About a year ago, this space argued that people in several types of jobs are underpaid relative to their importance to our community, such as educational assistants, personal support workers and school bus drivers. City councillors were also on the list, an assertion that still stands even with the recent approval of a three per cent raise for Kawartha Lakes councillors each year for the next four years.

The move attracted the usual criticism: local residents buckling under the weight of higher food and gas prices will not be receiving guaranteed pay increases over the next four years. True, although there are also plenty of local people who will see their incomes rise as a result of negotiated contracts.
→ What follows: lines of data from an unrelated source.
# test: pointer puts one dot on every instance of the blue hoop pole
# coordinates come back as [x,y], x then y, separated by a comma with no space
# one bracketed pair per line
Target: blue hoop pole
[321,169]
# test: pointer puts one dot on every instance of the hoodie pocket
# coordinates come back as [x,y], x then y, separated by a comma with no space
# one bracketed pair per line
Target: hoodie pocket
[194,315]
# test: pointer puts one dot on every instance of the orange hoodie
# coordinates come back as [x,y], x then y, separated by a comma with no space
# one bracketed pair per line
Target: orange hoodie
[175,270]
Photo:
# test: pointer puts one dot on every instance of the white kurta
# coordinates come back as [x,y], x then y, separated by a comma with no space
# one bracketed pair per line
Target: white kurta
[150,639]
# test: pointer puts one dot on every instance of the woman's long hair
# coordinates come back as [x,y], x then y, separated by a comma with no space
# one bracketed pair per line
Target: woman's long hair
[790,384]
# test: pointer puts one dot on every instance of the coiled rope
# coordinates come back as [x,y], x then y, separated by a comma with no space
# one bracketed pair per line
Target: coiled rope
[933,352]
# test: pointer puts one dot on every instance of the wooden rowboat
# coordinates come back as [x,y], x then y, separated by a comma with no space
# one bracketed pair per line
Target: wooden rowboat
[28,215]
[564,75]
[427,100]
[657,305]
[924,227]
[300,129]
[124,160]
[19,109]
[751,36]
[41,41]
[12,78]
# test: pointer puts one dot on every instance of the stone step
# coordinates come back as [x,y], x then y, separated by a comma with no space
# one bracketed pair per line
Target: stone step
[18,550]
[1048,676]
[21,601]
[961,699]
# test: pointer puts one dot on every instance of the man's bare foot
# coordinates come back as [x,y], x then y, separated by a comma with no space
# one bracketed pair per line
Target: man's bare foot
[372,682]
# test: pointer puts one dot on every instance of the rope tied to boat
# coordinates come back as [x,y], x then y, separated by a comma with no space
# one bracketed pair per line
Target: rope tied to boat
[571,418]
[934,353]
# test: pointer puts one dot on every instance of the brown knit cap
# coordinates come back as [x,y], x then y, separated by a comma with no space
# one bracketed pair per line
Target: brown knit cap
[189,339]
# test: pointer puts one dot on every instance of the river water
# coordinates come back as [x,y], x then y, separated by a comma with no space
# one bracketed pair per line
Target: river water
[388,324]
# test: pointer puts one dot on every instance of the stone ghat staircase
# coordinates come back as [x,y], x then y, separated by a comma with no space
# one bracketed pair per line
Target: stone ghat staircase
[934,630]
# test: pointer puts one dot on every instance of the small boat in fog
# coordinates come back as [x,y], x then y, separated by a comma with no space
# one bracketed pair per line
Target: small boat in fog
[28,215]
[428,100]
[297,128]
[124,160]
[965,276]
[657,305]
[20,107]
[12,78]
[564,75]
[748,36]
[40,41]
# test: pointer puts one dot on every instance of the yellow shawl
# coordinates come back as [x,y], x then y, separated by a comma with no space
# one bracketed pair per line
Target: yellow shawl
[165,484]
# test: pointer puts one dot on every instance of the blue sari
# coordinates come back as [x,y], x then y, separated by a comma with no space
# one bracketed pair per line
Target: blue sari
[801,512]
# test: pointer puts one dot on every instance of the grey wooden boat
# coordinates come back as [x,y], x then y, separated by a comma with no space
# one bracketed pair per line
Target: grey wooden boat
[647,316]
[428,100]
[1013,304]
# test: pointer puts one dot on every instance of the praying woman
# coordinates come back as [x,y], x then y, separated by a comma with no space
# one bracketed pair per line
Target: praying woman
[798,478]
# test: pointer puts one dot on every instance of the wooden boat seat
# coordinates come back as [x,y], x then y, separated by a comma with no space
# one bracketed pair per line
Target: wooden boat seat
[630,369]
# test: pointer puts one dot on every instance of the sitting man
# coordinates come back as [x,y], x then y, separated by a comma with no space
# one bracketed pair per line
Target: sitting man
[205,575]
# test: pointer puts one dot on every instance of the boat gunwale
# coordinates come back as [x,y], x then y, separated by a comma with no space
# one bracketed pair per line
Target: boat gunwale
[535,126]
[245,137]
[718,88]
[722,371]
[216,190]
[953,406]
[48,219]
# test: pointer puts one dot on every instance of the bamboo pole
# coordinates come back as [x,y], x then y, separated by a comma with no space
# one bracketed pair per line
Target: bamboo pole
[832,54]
It’s an argument to be careful with, though. Do we really want the remuneration for the people deciding the future of our city and the allocation of our tax dollars to be based on the lowest increases in the general workforce? If so, are we comfortable turning the rationale around to justify not giving raises to other non-unionized workers?
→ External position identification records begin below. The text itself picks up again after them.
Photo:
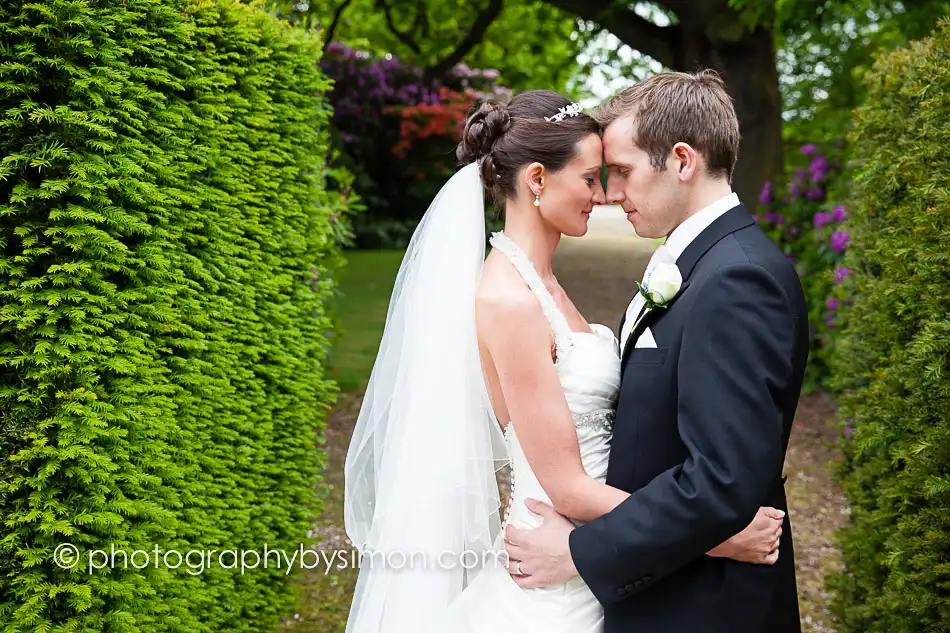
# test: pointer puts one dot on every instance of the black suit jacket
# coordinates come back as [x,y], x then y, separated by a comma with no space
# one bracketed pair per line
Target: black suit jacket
[702,427]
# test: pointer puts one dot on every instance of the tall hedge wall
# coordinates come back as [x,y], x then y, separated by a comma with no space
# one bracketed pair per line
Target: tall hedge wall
[893,356]
[162,214]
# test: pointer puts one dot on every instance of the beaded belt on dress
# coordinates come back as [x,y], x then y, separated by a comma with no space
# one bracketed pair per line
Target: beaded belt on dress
[599,419]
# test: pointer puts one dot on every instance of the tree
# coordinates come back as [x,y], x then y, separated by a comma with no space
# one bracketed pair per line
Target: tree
[738,43]
[531,43]
[811,45]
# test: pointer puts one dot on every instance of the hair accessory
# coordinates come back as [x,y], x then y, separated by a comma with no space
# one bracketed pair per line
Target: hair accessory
[565,112]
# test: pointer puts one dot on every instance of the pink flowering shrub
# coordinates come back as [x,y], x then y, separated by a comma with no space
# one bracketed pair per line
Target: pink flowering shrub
[806,219]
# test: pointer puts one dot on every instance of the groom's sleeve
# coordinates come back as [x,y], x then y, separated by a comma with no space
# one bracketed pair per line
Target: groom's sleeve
[736,360]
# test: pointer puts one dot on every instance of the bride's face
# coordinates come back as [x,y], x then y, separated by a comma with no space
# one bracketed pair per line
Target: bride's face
[569,195]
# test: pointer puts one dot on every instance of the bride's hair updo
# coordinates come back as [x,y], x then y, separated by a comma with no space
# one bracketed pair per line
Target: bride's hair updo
[507,137]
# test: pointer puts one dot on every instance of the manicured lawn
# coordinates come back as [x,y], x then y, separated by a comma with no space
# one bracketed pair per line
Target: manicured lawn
[365,289]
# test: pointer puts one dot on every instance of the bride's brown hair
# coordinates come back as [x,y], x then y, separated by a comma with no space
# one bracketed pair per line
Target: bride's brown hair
[508,136]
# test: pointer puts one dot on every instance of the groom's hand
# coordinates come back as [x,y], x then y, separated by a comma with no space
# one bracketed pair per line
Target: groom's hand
[758,542]
[544,552]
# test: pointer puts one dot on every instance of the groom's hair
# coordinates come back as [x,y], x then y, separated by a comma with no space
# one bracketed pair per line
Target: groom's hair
[675,107]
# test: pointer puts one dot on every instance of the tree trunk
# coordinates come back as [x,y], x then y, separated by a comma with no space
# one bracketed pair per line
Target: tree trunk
[746,61]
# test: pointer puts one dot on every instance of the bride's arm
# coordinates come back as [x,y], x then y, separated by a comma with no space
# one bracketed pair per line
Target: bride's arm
[518,338]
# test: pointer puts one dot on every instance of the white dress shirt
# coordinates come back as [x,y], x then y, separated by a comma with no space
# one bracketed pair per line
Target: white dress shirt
[681,237]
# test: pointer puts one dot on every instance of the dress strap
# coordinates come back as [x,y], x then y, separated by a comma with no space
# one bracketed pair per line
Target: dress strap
[522,263]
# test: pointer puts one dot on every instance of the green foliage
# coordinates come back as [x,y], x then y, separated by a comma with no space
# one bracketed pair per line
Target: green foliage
[892,355]
[804,218]
[532,43]
[825,49]
[166,256]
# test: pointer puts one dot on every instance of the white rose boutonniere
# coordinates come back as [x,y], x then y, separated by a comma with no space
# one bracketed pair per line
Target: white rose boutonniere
[661,286]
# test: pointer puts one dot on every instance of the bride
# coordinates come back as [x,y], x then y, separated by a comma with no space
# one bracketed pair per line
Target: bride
[485,362]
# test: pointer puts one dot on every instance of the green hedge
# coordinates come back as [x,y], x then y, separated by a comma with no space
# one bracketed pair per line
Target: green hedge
[893,355]
[165,257]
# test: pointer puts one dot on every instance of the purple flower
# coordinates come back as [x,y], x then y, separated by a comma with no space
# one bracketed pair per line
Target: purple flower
[818,168]
[839,240]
The official fiction persists that being a councillor is a part-time job. The city’s website suggests a baseline of about 60 hours a month plus as much other time as the councillor wants to devote.

The reality is that the work will literally fill every available hour. To quote last May’s editorial, “When you’re a councillor in a city like ours, you’re never really off the clock; constituents will feel quite free to bend your ear when you’re out for dinner, watching your grandkids play ball or heading into church.”

Ideally, we’d dispense with the pretense that a councillor’s job is anything but full-time. If we treat it as such, we’d enable a wider range of people to run beyond those willing to sacrifice other income or whose pension or personal finances permit.

Any member of the public complaining about councillors’ pay should be required to sit through an hour or two of the kind of vitriol our elected representatives regularly receive. Being a good councillor requires intelligence, open-mindedness, strong ethics, a thick skin, a sense of humour, collegiality and a deep commitment to the good of our city. We are fortunate to have had a strong group of councillors for the past four years; we shouldn’t expect them to take on such important, demanding work without fair compensation.

It’s also entirely appropriate for the outgoing council to vote on their successors’ rate of pay. When new council members take their places later this year, they need to be free to focus on learning to be effective in their jobs rather than worrying about blowback from a salary decision.